Grieving in the technology age is uncharted territory.

I'll take you back to Saturday, June 9, 2012. At 8:20 a.m., my 36-year-old husband was pronounced dead at a hospital just outside Washington, D.C.

By 9:20 a.m., my cellphone would not stop ringing or text-alerting me long enough for me to make the necessary calls that I needed to make: people like immediate family, primary-care doctors to discuss death certificates and autopsies, funeral homes to discuss picking him up, and so on. Real things, important things, time-sensitive, urgent things.

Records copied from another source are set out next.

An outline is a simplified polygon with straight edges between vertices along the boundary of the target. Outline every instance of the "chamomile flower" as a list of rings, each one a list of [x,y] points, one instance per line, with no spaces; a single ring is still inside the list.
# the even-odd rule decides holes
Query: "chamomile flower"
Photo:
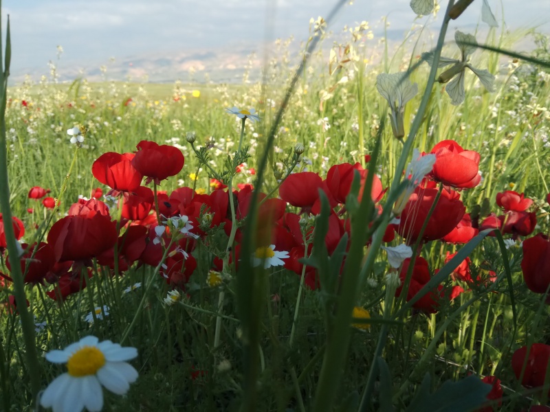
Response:
[[[84,136],[82,135],[80,133],[80,129],[78,127],[74,127],[73,128],[69,129],[67,130],[67,134],[71,136],[71,143],[73,144],[76,144],[76,142],[82,143],[84,141]]]
[[[258,266],[263,264],[263,268],[267,269],[272,266],[283,266],[285,262],[281,259],[287,259],[288,252],[279,252],[275,250],[275,245],[263,246],[256,249],[252,258],[252,264]]]
[[[243,108],[241,110],[238,107],[234,106],[231,108],[226,108],[226,111],[227,111],[228,113],[235,115],[239,119],[250,119],[252,122],[260,121],[260,117],[256,114],[256,110],[254,108],[251,108],[250,110]]]
[[[96,312],[96,319],[99,320],[103,320],[104,316],[109,316],[109,306],[107,305],[103,305],[103,307],[98,306],[96,308],[94,311]],[[86,315],[86,317],[84,318],[84,320],[88,322],[89,323],[94,323],[94,314],[90,312],[88,314]]]
[[[63,350],[46,354],[52,363],[67,363],[67,371],[56,378],[40,399],[44,408],[54,412],[90,412],[103,409],[102,386],[113,393],[124,395],[138,379],[138,371],[126,362],[138,356],[135,347],[122,347],[111,341],[99,342],[86,336]]]

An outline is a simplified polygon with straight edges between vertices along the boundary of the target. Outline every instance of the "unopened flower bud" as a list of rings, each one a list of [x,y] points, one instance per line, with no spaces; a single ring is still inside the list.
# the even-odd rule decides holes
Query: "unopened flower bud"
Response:
[[[197,135],[195,134],[195,132],[188,132],[185,139],[189,143],[195,143],[195,141],[197,140]]]

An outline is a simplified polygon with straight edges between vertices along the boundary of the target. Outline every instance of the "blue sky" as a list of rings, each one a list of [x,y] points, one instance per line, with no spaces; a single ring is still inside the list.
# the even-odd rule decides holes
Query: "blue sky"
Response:
[[[542,25],[549,32],[550,0],[489,0],[506,27]],[[213,54],[232,48],[261,51],[267,40],[307,36],[311,17],[326,16],[334,0],[4,0],[3,14],[12,25],[14,75],[37,71],[47,73],[56,60],[56,46],[65,52],[60,67],[94,68],[117,60],[169,56],[183,51]],[[501,4],[502,3],[502,4]],[[446,2],[442,2],[442,7]],[[473,30],[481,0],[452,22],[454,29]],[[440,13],[441,14],[441,13]],[[388,15],[390,34],[401,38],[415,19],[408,0],[355,0],[340,13],[331,28],[369,21],[375,34]],[[428,19],[424,17],[419,22]],[[441,19],[441,16],[439,16]],[[439,21],[432,27],[439,26]],[[4,26],[5,27],[5,26]],[[267,28],[266,28],[267,27]],[[270,33],[268,35],[267,33]],[[243,62],[244,63],[244,62]]]

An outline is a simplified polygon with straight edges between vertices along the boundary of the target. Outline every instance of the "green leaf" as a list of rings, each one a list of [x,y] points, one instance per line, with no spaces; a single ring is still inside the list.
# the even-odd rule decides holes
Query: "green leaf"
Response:
[[[491,385],[477,376],[458,382],[446,381],[433,393],[430,393],[430,377],[426,374],[406,412],[464,412],[487,401]]]
[[[393,383],[390,368],[383,358],[379,356],[376,361],[380,371],[380,412],[394,412],[391,403]]]

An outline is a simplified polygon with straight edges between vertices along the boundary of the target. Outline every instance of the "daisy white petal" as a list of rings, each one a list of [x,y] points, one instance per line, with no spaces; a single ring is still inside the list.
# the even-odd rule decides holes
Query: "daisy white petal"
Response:
[[[105,389],[117,395],[124,395],[130,389],[130,384],[124,379],[124,375],[111,363],[105,364],[99,369],[97,376]]]
[[[498,23],[496,21],[496,19],[494,18],[494,15],[491,11],[491,8],[489,7],[489,3],[487,0],[483,0],[483,3],[481,5],[481,20],[492,27],[498,27]]]

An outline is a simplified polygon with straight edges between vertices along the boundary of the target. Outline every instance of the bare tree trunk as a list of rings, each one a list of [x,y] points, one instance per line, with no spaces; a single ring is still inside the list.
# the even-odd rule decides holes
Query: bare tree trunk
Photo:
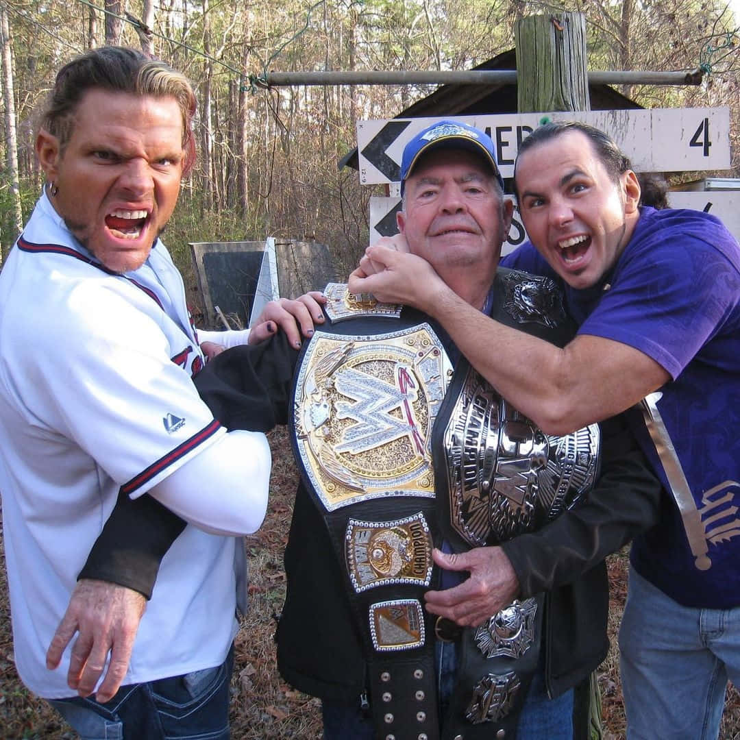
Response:
[[[2,47],[2,94],[5,108],[5,156],[10,183],[10,223],[2,235],[2,258],[23,229],[21,187],[18,177],[18,138],[16,134],[16,101],[13,84],[13,58],[7,11],[0,4],[0,46]]]
[[[136,27],[136,33],[139,37],[139,43],[141,44],[141,51],[147,56],[153,59],[155,57],[154,34],[152,33],[152,29],[154,27],[154,0],[144,0],[141,13],[143,13],[142,25]]]
[[[622,17],[619,20],[619,69],[632,69],[632,50],[630,44],[630,27],[632,24],[632,10],[634,0],[622,0]],[[632,85],[622,85],[622,94],[632,95]]]
[[[248,108],[248,101],[246,98],[247,85],[246,73],[249,70],[247,64],[249,61],[249,45],[246,43],[246,34],[244,39],[244,53],[242,56],[241,67],[244,70],[240,78],[239,85],[239,115],[237,124],[237,140],[239,148],[237,151],[238,167],[237,171],[237,206],[243,214],[246,214],[249,209],[249,178],[248,178],[248,161],[249,158],[249,143],[246,136],[246,112]]]
[[[211,26],[208,0],[203,4],[203,50],[204,61],[203,112],[201,115],[202,131],[201,148],[203,152],[203,206],[206,210],[213,206],[213,135],[211,131],[211,81],[213,78],[213,62],[211,61]]]
[[[105,43],[111,46],[121,44],[124,21],[121,19],[126,10],[125,0],[105,0]]]
[[[98,11],[94,7],[87,8],[87,48],[98,46]]]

At 9:47 a.m., while speaking to a police officer (because yes, when your spouse dies, you must be questioned by the police immediately), one call did make it through. I didn't recognize the number. But in those moments, I knew I should break my normal rule and answer all calls. "He's dead??? Oh my God. Who's with you? Are you OK? Why am I reading this on Facebook? Taya, what the heck is going on?"

Facebook? I was confused. I hadn't been on Facebook since the day before, so I certainly hadn't taken the time in the last 90 minutes to peek at the site.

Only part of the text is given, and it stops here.